Faith Nyasuguta
Officials in Malawi have exhumed the bodies of 26 suspected Ethiopian migrants from a mass grave 255 kilometers (155 miles) north of the capital, Lilongwe, according to the police.
“The grave was discovered late on Tuesday but we cordoned it off and started exhuming today. So far, we have discovered 25 bodies,” police spokesman Peter Kalaya told AFP.
Police were alerted by villagers who stumbled on the grave while collecting wild honey in a forest.
“We suspect that they were illegal migrants who were being transported to South Africa via Malawi,” he said.
He added that evidence gathered from the site indicated that the victims were Ethiopian males aged between 25 and 40 years.
EXHUMED FOR AUTOPSY
The decomposing bodies were exhumed and taken to a morgue for post-mortem.
The police noted that the bodies appear to have been buried “probably not more than a month” ago.
In recent years, Malawi 🇲🇼 has been a popular route for illegal immigrants from East Africa being smuggled to South Africa — the continent’s most industrialised country and a magnet for poor migrants from elsewhere on the continent.
Most times, police catch trucks transporting migrants passing through the country en route to South Africa, via Mozambique.
According to Kalaya, authorities had intercepted 221 illegal immigrants, 186 of whom were Ethiopians, between January and September this year.

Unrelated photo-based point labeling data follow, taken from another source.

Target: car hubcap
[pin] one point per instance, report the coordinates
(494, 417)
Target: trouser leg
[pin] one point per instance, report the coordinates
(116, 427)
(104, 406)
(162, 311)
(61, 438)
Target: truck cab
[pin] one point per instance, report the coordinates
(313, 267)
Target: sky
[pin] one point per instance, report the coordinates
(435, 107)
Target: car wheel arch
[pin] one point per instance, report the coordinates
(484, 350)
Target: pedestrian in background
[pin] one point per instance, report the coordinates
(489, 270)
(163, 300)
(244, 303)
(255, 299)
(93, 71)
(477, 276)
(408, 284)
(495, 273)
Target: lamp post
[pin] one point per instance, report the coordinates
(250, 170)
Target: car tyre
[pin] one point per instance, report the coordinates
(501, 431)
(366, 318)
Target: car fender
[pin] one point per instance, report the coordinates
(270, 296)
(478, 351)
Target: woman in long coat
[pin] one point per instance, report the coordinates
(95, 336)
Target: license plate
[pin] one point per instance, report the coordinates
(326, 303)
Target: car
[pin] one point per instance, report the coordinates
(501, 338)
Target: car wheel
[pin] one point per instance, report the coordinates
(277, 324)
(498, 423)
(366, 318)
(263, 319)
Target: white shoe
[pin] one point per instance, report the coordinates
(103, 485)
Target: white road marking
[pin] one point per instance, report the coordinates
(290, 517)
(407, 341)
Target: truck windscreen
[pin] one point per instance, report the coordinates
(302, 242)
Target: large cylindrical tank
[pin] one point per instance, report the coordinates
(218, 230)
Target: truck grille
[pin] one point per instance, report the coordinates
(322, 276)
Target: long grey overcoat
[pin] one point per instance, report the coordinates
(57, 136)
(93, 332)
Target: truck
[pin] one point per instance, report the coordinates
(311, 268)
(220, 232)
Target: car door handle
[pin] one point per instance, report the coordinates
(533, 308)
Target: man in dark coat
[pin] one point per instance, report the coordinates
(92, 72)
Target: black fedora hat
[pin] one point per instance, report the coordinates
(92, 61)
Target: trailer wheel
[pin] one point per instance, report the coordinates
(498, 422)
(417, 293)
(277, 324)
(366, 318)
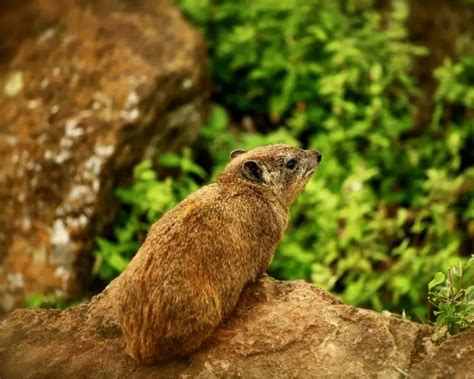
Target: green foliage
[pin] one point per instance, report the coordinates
(454, 303)
(143, 203)
(391, 204)
(49, 301)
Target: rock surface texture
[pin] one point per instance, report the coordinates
(279, 330)
(87, 88)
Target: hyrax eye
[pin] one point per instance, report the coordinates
(291, 164)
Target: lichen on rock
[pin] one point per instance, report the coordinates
(86, 90)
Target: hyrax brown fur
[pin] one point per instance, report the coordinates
(188, 274)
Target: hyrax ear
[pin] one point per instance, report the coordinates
(235, 153)
(253, 171)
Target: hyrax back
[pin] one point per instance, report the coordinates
(189, 273)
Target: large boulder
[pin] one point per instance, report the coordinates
(87, 88)
(279, 330)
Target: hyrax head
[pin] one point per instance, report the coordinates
(281, 169)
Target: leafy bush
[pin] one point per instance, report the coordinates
(390, 206)
(454, 303)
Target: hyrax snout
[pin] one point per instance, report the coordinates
(187, 276)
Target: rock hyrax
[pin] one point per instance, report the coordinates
(188, 274)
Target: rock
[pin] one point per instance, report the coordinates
(279, 330)
(87, 88)
(454, 358)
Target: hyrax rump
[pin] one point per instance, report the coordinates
(188, 274)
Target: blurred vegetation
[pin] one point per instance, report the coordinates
(390, 206)
(453, 298)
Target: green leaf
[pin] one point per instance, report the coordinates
(439, 278)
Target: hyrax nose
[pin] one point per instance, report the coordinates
(318, 156)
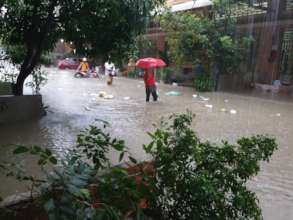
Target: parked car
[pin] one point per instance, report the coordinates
(68, 63)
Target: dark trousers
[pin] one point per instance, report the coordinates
(151, 90)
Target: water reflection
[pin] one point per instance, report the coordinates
(73, 104)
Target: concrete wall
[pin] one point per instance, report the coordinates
(20, 108)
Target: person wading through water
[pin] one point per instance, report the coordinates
(109, 71)
(150, 84)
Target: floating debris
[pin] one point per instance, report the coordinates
(102, 94)
(209, 106)
(173, 93)
(108, 97)
(87, 108)
(233, 111)
(204, 98)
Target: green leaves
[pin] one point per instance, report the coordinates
(204, 180)
(95, 144)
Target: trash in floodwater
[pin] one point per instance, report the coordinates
(87, 108)
(108, 97)
(233, 111)
(102, 94)
(173, 93)
(204, 98)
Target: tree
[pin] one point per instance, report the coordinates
(30, 28)
(196, 38)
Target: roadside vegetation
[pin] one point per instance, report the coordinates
(186, 178)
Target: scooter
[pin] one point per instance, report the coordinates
(90, 73)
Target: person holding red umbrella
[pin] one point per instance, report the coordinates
(150, 84)
(149, 76)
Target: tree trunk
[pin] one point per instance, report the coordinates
(216, 77)
(34, 51)
(26, 69)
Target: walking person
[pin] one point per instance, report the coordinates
(109, 71)
(150, 84)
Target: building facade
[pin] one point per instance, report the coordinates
(269, 22)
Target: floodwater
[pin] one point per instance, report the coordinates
(73, 104)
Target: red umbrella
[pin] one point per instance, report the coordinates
(150, 62)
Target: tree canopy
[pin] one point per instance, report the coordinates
(210, 40)
(29, 28)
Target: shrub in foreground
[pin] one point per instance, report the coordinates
(187, 178)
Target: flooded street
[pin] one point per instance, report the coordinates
(73, 104)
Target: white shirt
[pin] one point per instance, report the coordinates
(109, 68)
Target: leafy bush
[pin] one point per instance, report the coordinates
(204, 83)
(187, 178)
(39, 78)
(201, 180)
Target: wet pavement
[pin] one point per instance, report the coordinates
(73, 104)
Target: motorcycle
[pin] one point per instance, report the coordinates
(88, 74)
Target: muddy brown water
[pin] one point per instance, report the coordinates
(73, 104)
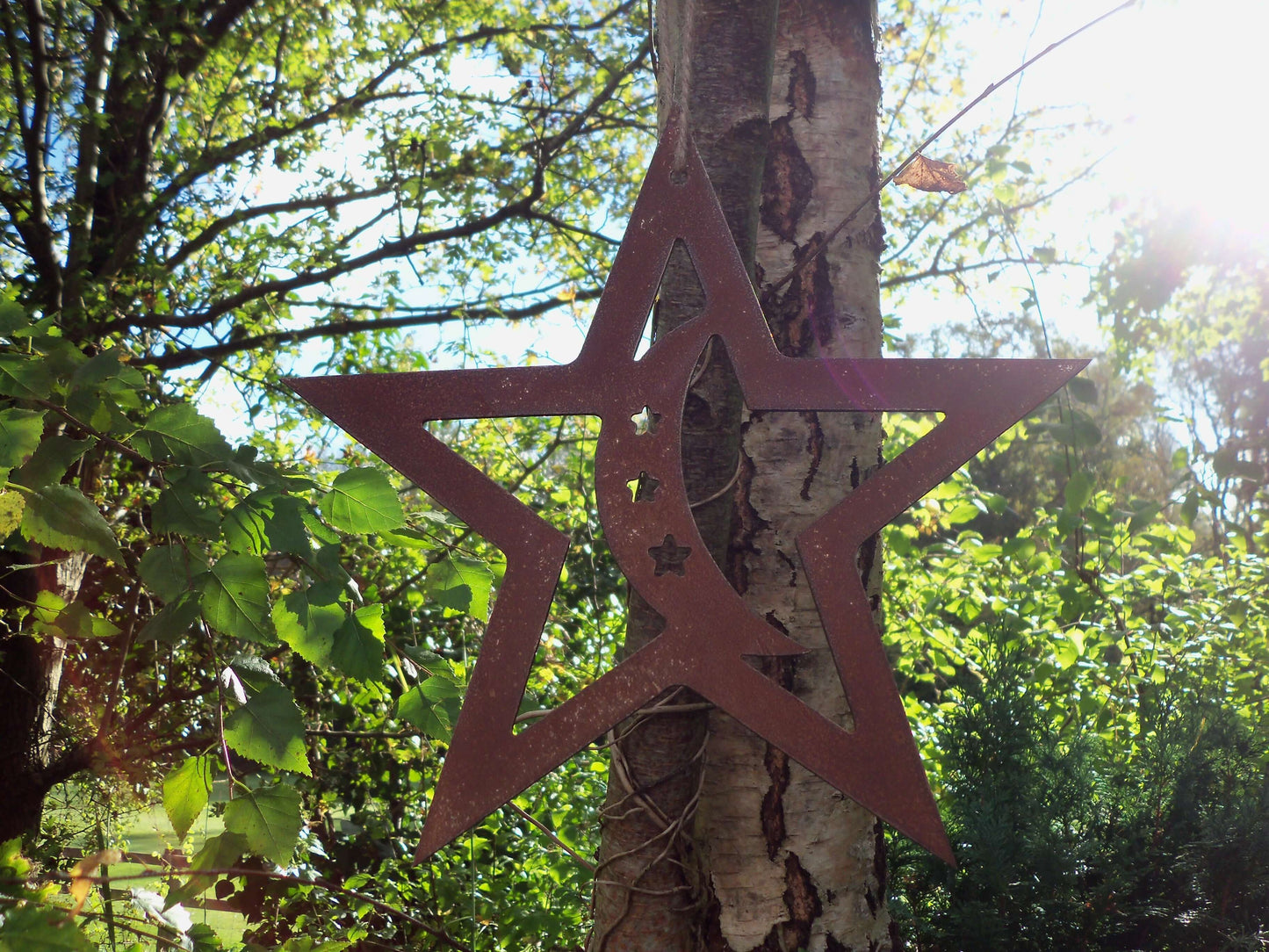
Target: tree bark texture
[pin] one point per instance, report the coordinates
(713, 840)
(31, 674)
(650, 889)
(793, 863)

Some two years ago, immigration authorities in neighbouring Mozambique made a grim discovery, finding 64 migrants from Ethiopia dead inside a freight container loaded on a truck.
They were presumed to have passed away from suffocation. A few survivors were among the group.
The International Organisation for Migration (IOM) chief in Malawi Nomagugu Ncube said they were still gathering information about the latest incident.
“IOM notes with concern the continued loss of migrants’ lives along the migration journey and calls upon state and non-state actors to work together to promote legal pathways for migration,” she told AFP.